Le premier closing est soutenu par 20 millions de dollars de la Sustainable Energy Fund for Africa (SEFA) de la Banque africaine de développement et par FSD Africa Investments, un investisseur en finance de développement appuyé par le Royaume-Uni. Ce capital catalytique est souvent utilisé pour absorber une partie du risque d’investissement et encourager la participation d’investisseurs privés.
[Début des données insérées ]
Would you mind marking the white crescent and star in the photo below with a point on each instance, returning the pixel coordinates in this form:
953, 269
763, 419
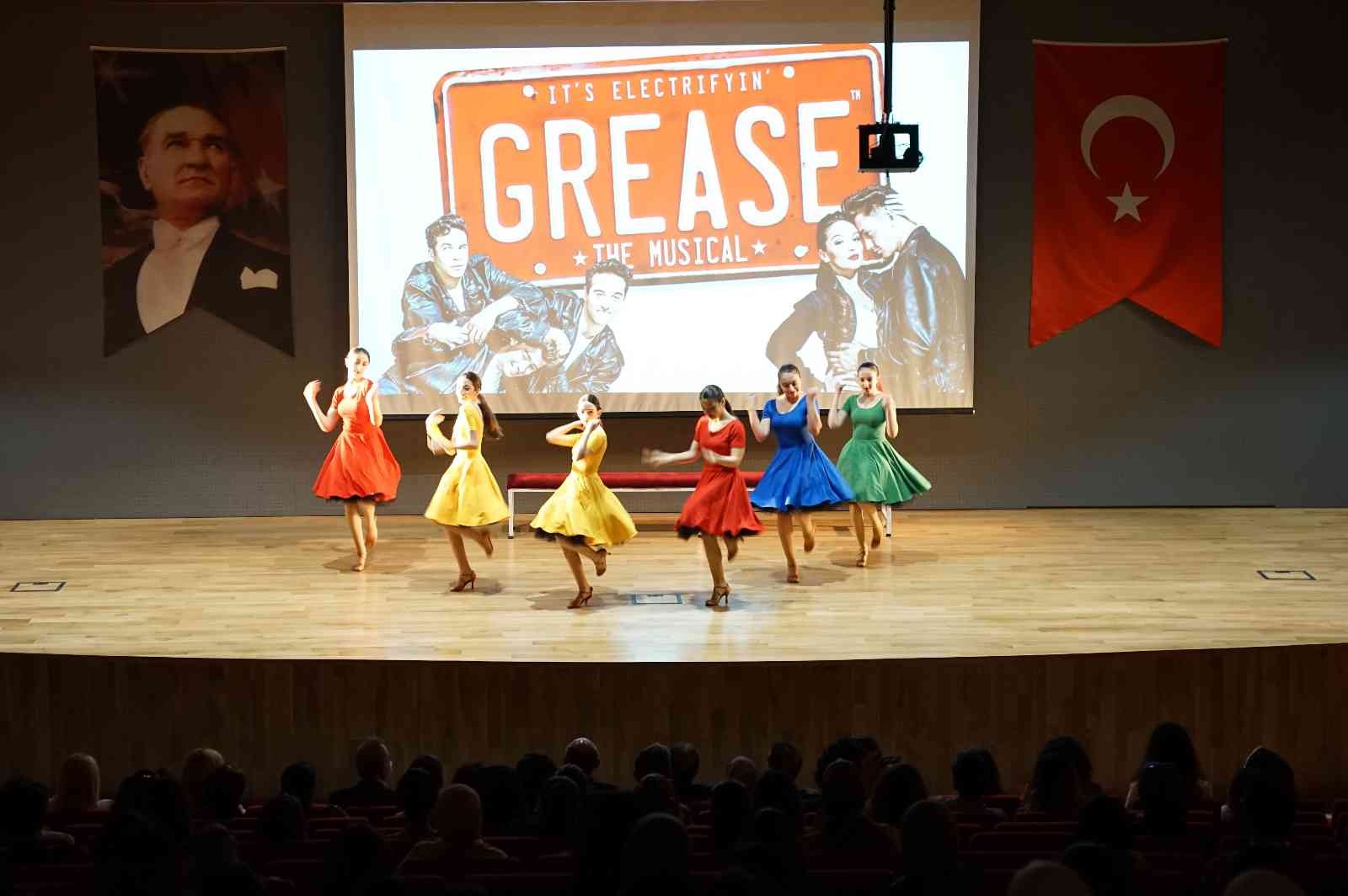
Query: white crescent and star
1129, 107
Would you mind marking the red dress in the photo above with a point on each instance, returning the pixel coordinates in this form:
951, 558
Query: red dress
361, 464
720, 503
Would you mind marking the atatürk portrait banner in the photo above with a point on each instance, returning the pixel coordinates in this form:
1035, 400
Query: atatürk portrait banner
193, 190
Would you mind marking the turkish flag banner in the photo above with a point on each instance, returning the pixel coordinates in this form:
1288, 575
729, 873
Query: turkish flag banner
1127, 184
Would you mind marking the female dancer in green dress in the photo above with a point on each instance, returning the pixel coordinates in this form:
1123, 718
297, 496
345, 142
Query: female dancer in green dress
876, 473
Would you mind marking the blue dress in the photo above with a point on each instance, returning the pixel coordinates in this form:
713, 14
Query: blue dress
801, 476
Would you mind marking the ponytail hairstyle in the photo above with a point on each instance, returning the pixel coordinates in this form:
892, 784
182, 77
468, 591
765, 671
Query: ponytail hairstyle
489, 424
714, 394
871, 365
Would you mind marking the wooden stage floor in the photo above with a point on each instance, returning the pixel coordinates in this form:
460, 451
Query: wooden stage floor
948, 584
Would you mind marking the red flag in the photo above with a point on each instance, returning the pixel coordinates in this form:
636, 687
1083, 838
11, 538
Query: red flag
1127, 184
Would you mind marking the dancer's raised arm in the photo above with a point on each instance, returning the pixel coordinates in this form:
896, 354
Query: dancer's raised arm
731, 460
436, 440
563, 435
586, 435
761, 428
891, 417
837, 417
377, 414
327, 422
812, 408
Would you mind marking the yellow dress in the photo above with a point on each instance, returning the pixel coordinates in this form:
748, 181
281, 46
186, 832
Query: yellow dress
468, 493
583, 509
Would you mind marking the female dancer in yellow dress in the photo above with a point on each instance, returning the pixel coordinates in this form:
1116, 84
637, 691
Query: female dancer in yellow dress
468, 499
583, 516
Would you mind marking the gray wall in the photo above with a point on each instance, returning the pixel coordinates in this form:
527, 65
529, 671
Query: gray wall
1125, 410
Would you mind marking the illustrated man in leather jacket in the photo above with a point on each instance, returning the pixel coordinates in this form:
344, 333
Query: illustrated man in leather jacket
451, 310
580, 352
925, 314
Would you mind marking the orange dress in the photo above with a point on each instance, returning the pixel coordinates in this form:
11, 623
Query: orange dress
361, 464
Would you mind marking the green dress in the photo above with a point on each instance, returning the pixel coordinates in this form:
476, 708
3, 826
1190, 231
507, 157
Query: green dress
869, 464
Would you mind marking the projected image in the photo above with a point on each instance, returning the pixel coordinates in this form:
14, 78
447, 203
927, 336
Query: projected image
644, 221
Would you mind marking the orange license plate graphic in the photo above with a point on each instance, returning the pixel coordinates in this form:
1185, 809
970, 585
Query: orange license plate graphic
687, 166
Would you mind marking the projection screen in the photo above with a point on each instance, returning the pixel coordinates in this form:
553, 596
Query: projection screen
640, 221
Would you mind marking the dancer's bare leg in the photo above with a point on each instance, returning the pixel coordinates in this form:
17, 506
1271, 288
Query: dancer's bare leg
859, 515
456, 545
732, 547
367, 515
876, 525
356, 536
720, 586
478, 534
583, 589
597, 558
784, 532
806, 530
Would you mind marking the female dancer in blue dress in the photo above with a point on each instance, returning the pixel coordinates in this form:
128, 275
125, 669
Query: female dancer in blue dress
801, 477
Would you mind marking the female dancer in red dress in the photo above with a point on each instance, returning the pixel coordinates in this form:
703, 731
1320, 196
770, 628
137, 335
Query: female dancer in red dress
720, 504
361, 471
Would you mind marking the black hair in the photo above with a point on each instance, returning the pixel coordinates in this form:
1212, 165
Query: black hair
821, 229
441, 227
869, 200
1170, 743
608, 266
417, 794
300, 781
489, 422
714, 394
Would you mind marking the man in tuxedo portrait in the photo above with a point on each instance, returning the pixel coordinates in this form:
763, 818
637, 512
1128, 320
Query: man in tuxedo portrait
190, 168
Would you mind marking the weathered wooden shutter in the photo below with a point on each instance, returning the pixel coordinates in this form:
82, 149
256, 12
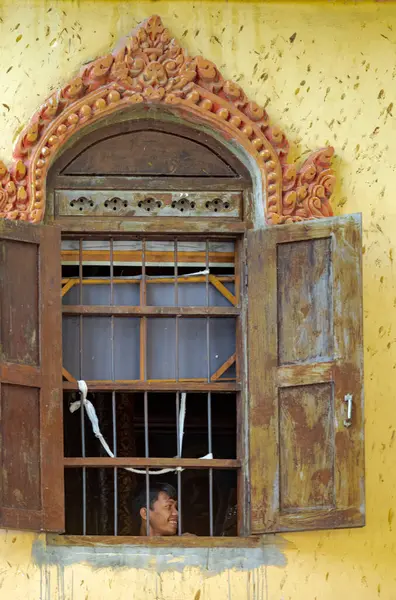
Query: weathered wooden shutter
305, 361
31, 436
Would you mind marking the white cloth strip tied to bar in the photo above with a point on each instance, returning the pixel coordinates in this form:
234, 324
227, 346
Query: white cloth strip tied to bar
91, 413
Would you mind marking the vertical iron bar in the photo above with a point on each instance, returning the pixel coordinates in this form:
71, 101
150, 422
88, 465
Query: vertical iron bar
82, 409
146, 450
209, 393
179, 506
210, 470
113, 399
179, 495
143, 321
176, 272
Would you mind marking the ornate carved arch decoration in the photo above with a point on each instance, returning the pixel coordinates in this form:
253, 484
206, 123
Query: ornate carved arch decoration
150, 67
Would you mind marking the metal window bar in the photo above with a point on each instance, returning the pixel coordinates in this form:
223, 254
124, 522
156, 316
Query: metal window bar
113, 396
143, 375
209, 394
179, 450
179, 494
82, 411
146, 451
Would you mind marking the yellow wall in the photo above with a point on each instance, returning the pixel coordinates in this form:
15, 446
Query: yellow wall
334, 84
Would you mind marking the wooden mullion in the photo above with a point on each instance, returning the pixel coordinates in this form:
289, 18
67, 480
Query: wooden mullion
138, 462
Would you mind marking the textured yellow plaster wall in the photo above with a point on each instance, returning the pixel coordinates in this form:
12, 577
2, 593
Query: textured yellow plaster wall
335, 83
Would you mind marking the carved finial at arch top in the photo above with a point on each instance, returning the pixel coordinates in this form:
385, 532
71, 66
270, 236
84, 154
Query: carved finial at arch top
151, 67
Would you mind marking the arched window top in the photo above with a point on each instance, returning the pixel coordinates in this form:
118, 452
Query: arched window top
143, 148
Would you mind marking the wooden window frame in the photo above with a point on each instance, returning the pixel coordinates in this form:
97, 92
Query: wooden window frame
240, 464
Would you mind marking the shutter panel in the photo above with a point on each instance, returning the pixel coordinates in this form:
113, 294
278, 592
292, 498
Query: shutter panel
31, 435
305, 359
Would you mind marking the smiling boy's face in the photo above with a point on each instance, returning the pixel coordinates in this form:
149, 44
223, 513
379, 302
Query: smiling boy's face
163, 516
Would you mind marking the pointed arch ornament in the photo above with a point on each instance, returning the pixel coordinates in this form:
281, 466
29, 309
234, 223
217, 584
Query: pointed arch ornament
150, 67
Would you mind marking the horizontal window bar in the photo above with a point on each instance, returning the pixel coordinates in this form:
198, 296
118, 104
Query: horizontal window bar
164, 311
157, 386
155, 463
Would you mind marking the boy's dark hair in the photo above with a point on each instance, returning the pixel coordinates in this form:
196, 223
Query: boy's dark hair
140, 500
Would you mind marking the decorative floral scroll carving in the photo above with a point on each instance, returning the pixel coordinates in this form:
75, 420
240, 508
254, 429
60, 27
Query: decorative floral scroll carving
151, 67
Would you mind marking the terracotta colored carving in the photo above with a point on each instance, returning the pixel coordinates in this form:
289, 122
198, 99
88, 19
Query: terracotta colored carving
150, 67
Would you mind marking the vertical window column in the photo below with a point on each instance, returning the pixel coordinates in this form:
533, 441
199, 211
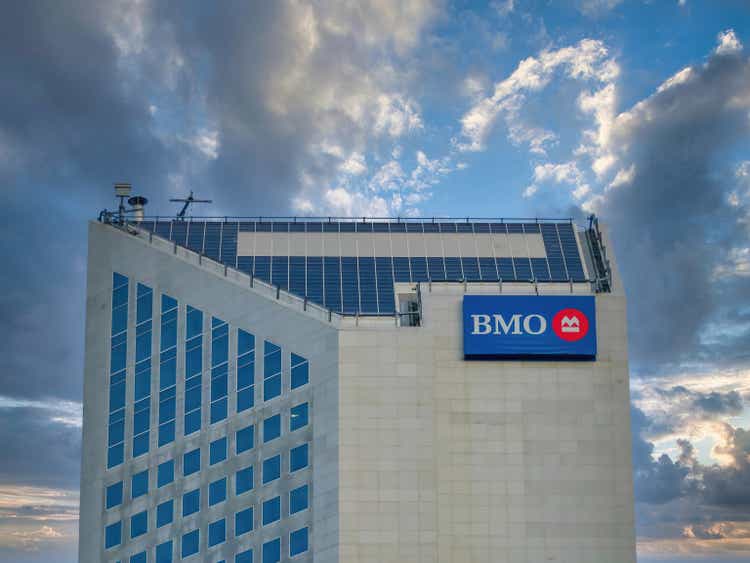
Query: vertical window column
271, 370
193, 369
245, 370
117, 364
168, 370
219, 369
142, 392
De nombreux fonds d’infrastructure sont structurés en dollars américains, tandis que les routes, les centrales électriques, les réseaux à fibre optique et d’autres actifs génèrent des revenus en monnaies locales. Pour les fonds de pension, cela crée un désalignement des devises pouvant éroder les rendements lorsque les monnaies locales s’affaiblissent face au dollar. Le Climate Transition Fund d’ARM-Harith permet que des investissements en monnaie locale et en devise forte coexistent dans le même véhicule, afin de rendre les prises de participation dans l’infrastructure plus attrayantes pour les investisseurs institutionnels domestiques tout en préservant l’exposition au dollar pour les bailleurs internationaux.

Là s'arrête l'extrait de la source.